I am thinking about buying a Sig Sauer P220 Elite. The dealer wants $750 for it. It is used but when I was looking the gun over it looks brand new. Is that a pretty good price?




Troy


----------



## benzuncle (Aug 29, 2007)

Any details? The price is right, especially from a dealer. But why don't you take a look at www.gunbroker.com and compare. I've got the hots for a Sig after shooting my son's P200 Match. There's a special feel about a 45ACP. It shoves, or pushes; it doesn't snap. For me, each round just feels satisfying, like no other caliber. But to each his own. If you purchase this please let us know how you like it. Good luck to you.


----------



## AZ Outlaws (Dec 3, 2007)

That sounds like a very good price. New ones sell for a little over $1,000.00 in the gun shops here in Phoenix.

Post some pics if you get it!!!


----------



## tneal15 (Dec 13, 2007)

ok so i bought it today! the P220 is great it. probably one of the best hand guns i have bought.

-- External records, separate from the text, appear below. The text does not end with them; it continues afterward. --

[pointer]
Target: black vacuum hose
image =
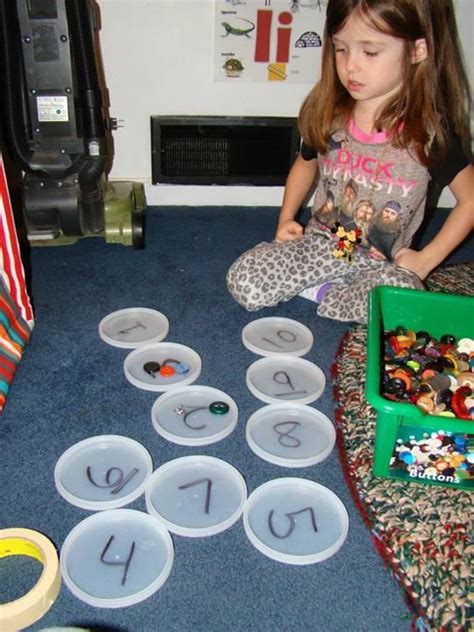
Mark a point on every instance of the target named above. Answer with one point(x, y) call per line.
point(11, 72)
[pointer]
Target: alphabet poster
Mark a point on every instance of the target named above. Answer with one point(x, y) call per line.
point(268, 40)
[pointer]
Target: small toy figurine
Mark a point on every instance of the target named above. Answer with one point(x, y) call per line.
point(347, 242)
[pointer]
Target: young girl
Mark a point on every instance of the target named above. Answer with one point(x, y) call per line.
point(389, 114)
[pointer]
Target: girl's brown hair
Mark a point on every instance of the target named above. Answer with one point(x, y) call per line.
point(434, 99)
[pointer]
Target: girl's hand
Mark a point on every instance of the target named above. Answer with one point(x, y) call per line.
point(288, 231)
point(414, 261)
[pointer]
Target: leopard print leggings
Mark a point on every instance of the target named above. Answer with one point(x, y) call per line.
point(274, 272)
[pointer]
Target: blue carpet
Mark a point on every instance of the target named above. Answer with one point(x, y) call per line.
point(70, 386)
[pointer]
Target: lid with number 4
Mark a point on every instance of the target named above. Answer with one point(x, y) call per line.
point(103, 472)
point(196, 496)
point(273, 335)
point(116, 558)
point(295, 521)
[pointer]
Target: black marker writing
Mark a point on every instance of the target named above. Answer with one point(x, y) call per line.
point(116, 485)
point(282, 377)
point(286, 336)
point(125, 564)
point(208, 482)
point(291, 441)
point(292, 520)
point(131, 328)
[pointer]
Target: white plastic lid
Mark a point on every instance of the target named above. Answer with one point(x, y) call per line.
point(281, 378)
point(184, 363)
point(196, 496)
point(103, 472)
point(132, 327)
point(194, 415)
point(274, 335)
point(291, 435)
point(116, 558)
point(295, 521)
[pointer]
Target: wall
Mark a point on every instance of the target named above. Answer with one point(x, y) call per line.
point(158, 59)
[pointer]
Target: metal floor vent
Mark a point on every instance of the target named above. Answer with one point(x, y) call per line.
point(223, 150)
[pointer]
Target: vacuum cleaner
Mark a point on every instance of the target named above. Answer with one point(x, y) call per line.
point(56, 128)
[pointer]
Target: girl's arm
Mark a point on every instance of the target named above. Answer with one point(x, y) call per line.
point(298, 185)
point(455, 229)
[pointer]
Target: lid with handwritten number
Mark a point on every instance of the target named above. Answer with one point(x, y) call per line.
point(283, 378)
point(290, 434)
point(116, 558)
point(194, 415)
point(103, 472)
point(132, 327)
point(274, 335)
point(295, 521)
point(196, 496)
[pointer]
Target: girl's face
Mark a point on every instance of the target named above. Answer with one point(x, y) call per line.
point(369, 63)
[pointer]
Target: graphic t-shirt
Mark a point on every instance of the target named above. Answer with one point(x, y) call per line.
point(367, 184)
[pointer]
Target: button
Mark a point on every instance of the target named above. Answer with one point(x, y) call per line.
point(151, 368)
point(219, 408)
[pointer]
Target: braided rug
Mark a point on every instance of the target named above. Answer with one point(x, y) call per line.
point(422, 532)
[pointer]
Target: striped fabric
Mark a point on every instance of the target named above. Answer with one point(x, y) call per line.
point(11, 264)
point(16, 314)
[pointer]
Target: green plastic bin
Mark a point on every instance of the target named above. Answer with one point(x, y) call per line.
point(416, 310)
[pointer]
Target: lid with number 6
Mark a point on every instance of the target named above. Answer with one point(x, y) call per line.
point(103, 472)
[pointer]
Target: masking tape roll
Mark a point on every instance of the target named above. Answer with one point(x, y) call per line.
point(19, 614)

http://i251.photobucket.com/albums/gg299/tneal15/p228_sc.jpg


----------



## AZ Outlaws (Dec 3, 2007)

Congrats!!! Your link doesn't take us to any pics....


----------



## 2sigs (Sep 8, 2007)

Cogratulations on the new Sig

I have a P220ST and an old KA date code P220. I have a few other Sigs also but the 45 in a steel frame does feel good.
-2sigs


----------



## Steve (Jan 2, 2008)

my 229 elite is so god darn good, BUY IT


----------



## MIKEONE (Jan 7, 2008)

Im new to Sig being a FN/Colt---mmm Beretta M9 man my self. The ergos a awesome on the 220 226 228 229 ETC ETC. I Just recenty purchased a Sig Navy 226--and dammit its my new favorite besides my P7 (HK) Welcome to the new universe of awesome ergos and a very combat effective weapon..

Mike


----------